The Code Nobody Dares to Touch

You know the one.

It has been in the codebase for three years. The person who wrote it left eighteen months ago. The comments are sparse, the variable names are cryptic, and the logic branches in ways that suggest the author was solving a problem that nobody alive at the company fully remembers. There is a test suite, technically, but it tests the happy path and nobody is confident it covers the things that would actually break.

When someone proposes changing it, the room gets quiet. Someone mentions that the last time it was touched there was a production incident. Someone else says it is probably fine the way it is. The proposal quietly dies. The code stays exactly as it was.

This pattern is so common that engineers have developed an entire vocabulary for it. Sacred code. The haunted module. The cursed function. Load-bearing spaghetti. The names are affectionate and anxious in equal measure, which captures the relationship the team has with it perfectly: they depend on it completely and they are afraid of it.

The thing about the code nobody dares to touch is not that it is old. Old code can be well-understood, well-tested, and perfectly safe to modify. The thing is that the knowledge required to understand it has decayed while the code has remained frozen.

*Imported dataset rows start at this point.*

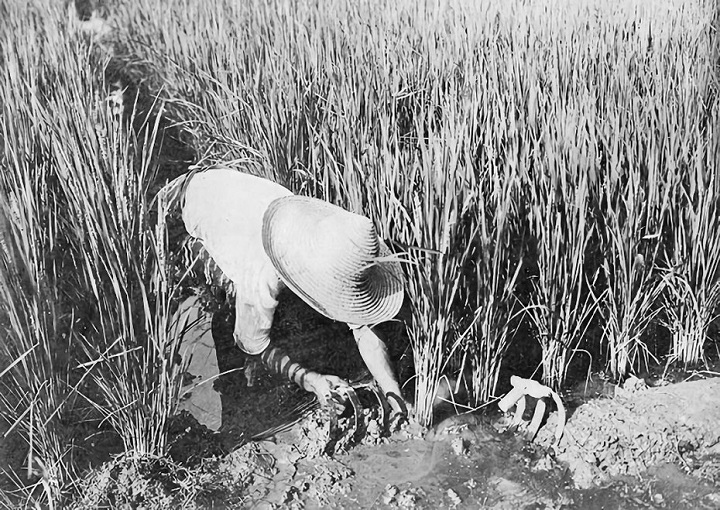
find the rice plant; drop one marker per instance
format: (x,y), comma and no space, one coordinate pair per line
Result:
(83,256)
(332,100)
(692,301)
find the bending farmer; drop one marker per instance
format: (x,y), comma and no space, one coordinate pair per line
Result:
(263,237)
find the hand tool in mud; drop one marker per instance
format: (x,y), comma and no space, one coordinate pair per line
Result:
(385,409)
(348,393)
(523,388)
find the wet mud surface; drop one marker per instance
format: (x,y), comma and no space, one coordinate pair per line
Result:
(629,447)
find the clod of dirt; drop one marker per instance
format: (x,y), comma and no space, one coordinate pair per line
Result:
(626,435)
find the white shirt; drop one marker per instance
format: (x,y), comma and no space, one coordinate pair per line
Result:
(224,208)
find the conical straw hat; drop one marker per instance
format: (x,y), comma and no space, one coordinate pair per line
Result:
(332,259)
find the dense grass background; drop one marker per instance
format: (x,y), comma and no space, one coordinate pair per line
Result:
(546,165)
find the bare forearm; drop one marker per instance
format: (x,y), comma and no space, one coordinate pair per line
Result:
(280,363)
(374,352)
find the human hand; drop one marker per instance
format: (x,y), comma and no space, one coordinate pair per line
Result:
(330,390)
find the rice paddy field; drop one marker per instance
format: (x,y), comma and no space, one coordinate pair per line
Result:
(546,170)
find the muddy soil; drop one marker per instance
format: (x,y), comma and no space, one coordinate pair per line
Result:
(634,446)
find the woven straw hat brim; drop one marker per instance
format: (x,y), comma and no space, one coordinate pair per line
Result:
(333,260)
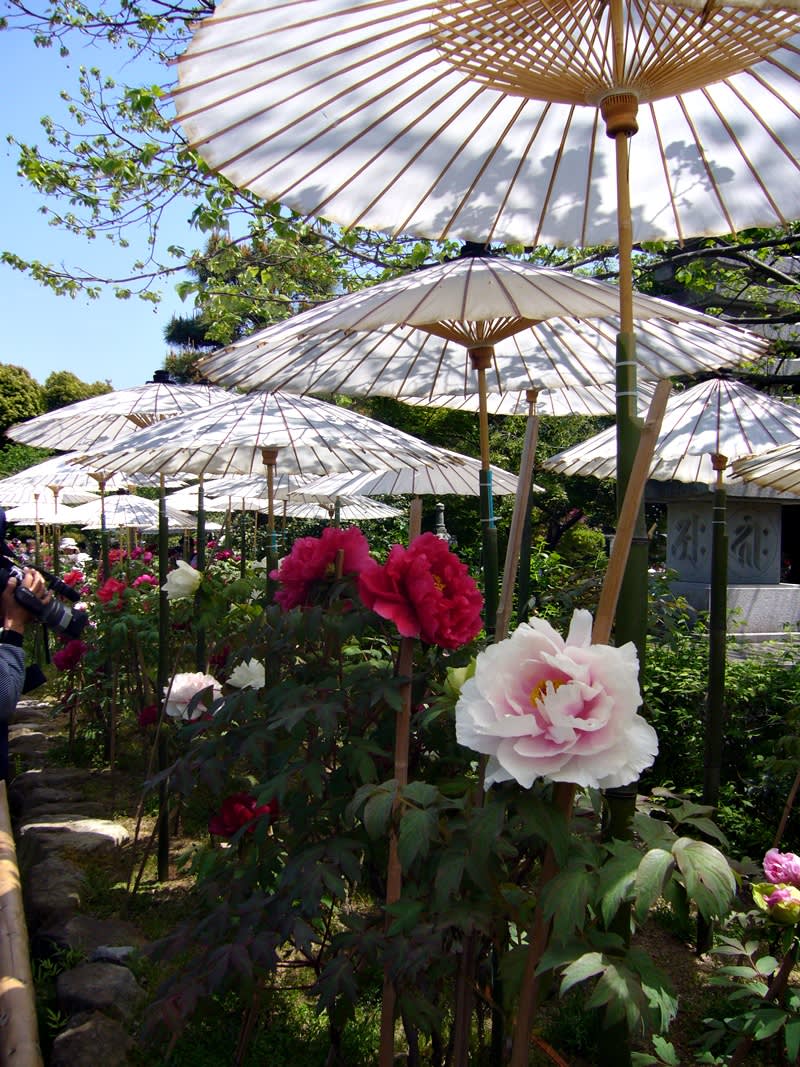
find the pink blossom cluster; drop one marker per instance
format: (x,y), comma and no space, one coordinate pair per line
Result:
(424,589)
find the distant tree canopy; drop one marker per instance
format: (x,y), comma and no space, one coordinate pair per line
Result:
(20,396)
(63,387)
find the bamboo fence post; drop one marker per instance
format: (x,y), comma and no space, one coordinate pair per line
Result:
(19,1041)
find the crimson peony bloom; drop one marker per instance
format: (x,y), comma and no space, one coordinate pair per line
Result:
(313,560)
(68,656)
(148,715)
(144,579)
(112,592)
(239,810)
(782,868)
(426,591)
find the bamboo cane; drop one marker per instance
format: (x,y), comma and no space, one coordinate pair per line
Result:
(394,872)
(19,1041)
(563,793)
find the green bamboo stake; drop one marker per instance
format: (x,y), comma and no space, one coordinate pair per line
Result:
(717,648)
(481,360)
(200,651)
(163,681)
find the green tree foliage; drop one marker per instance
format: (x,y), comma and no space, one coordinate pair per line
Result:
(15,458)
(20,396)
(63,387)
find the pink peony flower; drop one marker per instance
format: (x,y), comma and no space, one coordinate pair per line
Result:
(68,656)
(541,706)
(782,868)
(426,591)
(182,689)
(783,904)
(313,560)
(112,591)
(148,715)
(239,810)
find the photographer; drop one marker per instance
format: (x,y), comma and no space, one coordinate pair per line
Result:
(12,663)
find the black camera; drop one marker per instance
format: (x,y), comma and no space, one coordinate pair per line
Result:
(61,618)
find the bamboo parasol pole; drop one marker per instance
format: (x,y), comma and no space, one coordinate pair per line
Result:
(563,793)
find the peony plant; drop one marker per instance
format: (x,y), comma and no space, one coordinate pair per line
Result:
(540,705)
(182,582)
(185,693)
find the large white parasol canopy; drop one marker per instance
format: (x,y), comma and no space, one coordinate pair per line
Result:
(309,436)
(485,121)
(112,415)
(714,417)
(413,336)
(128,510)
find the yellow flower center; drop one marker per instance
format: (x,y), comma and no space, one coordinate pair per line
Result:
(541,687)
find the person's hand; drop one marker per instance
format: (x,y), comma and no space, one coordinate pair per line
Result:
(16,617)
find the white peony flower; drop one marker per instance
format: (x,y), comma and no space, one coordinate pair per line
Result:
(181,582)
(541,706)
(250,674)
(182,688)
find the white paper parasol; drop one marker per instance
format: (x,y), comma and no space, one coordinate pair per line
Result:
(715,417)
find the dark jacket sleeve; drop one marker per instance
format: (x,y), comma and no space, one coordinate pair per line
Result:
(12,677)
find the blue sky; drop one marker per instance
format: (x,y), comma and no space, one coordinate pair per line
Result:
(121,341)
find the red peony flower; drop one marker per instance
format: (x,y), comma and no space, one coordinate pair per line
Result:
(68,656)
(112,592)
(312,561)
(144,579)
(239,810)
(426,591)
(148,715)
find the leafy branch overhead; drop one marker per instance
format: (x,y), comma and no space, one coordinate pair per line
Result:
(116,164)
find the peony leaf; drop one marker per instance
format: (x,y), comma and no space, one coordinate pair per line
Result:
(565,900)
(617,879)
(650,878)
(414,838)
(706,875)
(793,1039)
(378,812)
(586,967)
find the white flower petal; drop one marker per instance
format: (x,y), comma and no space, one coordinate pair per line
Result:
(541,706)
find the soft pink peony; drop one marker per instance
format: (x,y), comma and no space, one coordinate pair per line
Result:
(239,810)
(782,868)
(426,591)
(541,706)
(184,688)
(313,560)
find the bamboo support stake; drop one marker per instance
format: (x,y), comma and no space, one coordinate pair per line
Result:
(19,1042)
(394,872)
(517,520)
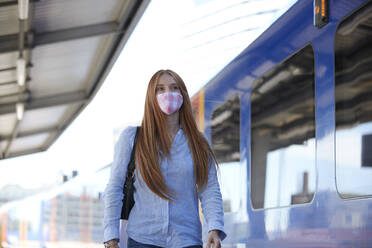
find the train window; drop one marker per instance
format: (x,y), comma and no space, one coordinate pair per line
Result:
(353,96)
(225,127)
(283,133)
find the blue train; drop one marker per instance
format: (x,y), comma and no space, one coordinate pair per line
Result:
(290,121)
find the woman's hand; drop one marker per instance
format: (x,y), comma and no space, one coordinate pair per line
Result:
(213,240)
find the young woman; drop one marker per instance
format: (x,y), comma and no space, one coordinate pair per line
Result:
(175,167)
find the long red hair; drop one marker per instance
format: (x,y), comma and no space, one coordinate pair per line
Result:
(153,141)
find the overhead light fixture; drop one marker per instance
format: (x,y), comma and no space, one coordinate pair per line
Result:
(23,9)
(21,71)
(20,108)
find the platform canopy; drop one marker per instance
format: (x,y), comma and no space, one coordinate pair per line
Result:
(54,57)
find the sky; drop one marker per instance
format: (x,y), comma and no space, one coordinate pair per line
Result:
(170,35)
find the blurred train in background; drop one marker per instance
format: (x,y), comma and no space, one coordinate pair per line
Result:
(290,121)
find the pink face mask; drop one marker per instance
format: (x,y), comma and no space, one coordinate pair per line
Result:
(170,102)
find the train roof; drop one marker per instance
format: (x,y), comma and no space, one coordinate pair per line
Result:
(68,49)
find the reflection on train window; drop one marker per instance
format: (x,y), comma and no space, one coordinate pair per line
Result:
(225,126)
(283,133)
(353,95)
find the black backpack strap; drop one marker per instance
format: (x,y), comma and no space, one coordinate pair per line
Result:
(131,165)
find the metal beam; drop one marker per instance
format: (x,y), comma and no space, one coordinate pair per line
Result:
(12,138)
(35,132)
(25,152)
(13,3)
(49,101)
(9,43)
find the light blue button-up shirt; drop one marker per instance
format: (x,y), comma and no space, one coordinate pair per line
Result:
(154,220)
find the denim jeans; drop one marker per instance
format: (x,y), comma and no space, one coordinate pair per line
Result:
(134,244)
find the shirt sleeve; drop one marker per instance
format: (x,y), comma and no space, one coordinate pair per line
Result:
(211,202)
(113,194)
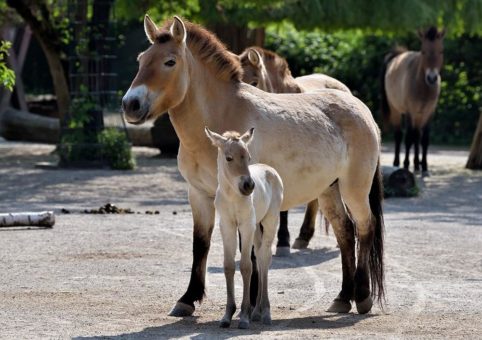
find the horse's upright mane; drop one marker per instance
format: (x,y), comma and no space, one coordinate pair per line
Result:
(276,60)
(206,46)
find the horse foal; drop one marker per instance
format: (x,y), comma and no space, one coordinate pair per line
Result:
(248,200)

The code is a time capsule from a context that no longer exists, running in a present that has grown up around it.

And it is working, probably. For now.

How it forms

Sacred code does not arrive sacred. It earns the designation through a sequence of events that are individually ordinary and collectively produce something genuinely difficult.

A piece of logic gets written that is more complex than average. The complexity is justified at the time: the problem is subtle, the constraints are real, the author knows what they are doing. The code works. It goes into production.

The author moves on. Not necessarily to a different company. They move to a different area of the codebase, or get promoted, or take on more strategic work that pulls them away from the day-to-day details of this particular system. The code is no longer anyone’s primary responsibility. It is part of the general landscape that everyone relies on and nobody owns.

Time passes. The first developer who needs to change something adjacent to the sacred code reads it and finds it hard to follow. They make their change as carefully as possible, avoiding the parts they do not understand, and the change works. But the effort required to make that change was higher than it should have been, and the uncertainty about whether the change was truly safe was uncomfortable. They share this experience with the team. The code acquires a reputation.

The reputation changes how the next developer approaches it. They read it with the expectation that it is dangerous. They work around it more aggressively than they would if they were approaching it fresh, making changes that are technically unnecessary in order to avoid touching the thing they have been told to be careful about. The workarounds add complexity. The code that was hard to understand becomes harder.

Over time, the area around the sacred code becomes a zone of accumulated workarounds, all of them the result of developers trying not to touch the thing they were afraid of. The sacred code has become the gravity well around which a significant amount of incidental complexity orbits.

The superstition at the centre

There is a superstition inside most engineering teams that rarely gets named directly: touching the thing that works is how you make it stop working.

This superstition is not irrational. It has a basis in real experience. Systems do behave unexpectedly when complex code is modified without full understanding. Changes made with incomplete knowledge of a system do produce incidents. The correlation between touching something and breaking it is real enough to become a learned aversion.

The problem is that the superstition extends beyond the cases where it is justified. It applies to code that is genuinely well-understood and safe to modify. It applies to code that needs to change to accommodate new requirements. It applies to code that has known bugs that are not being fixed because fixing them requires the kind of engagement with the code that the superstition prohibits.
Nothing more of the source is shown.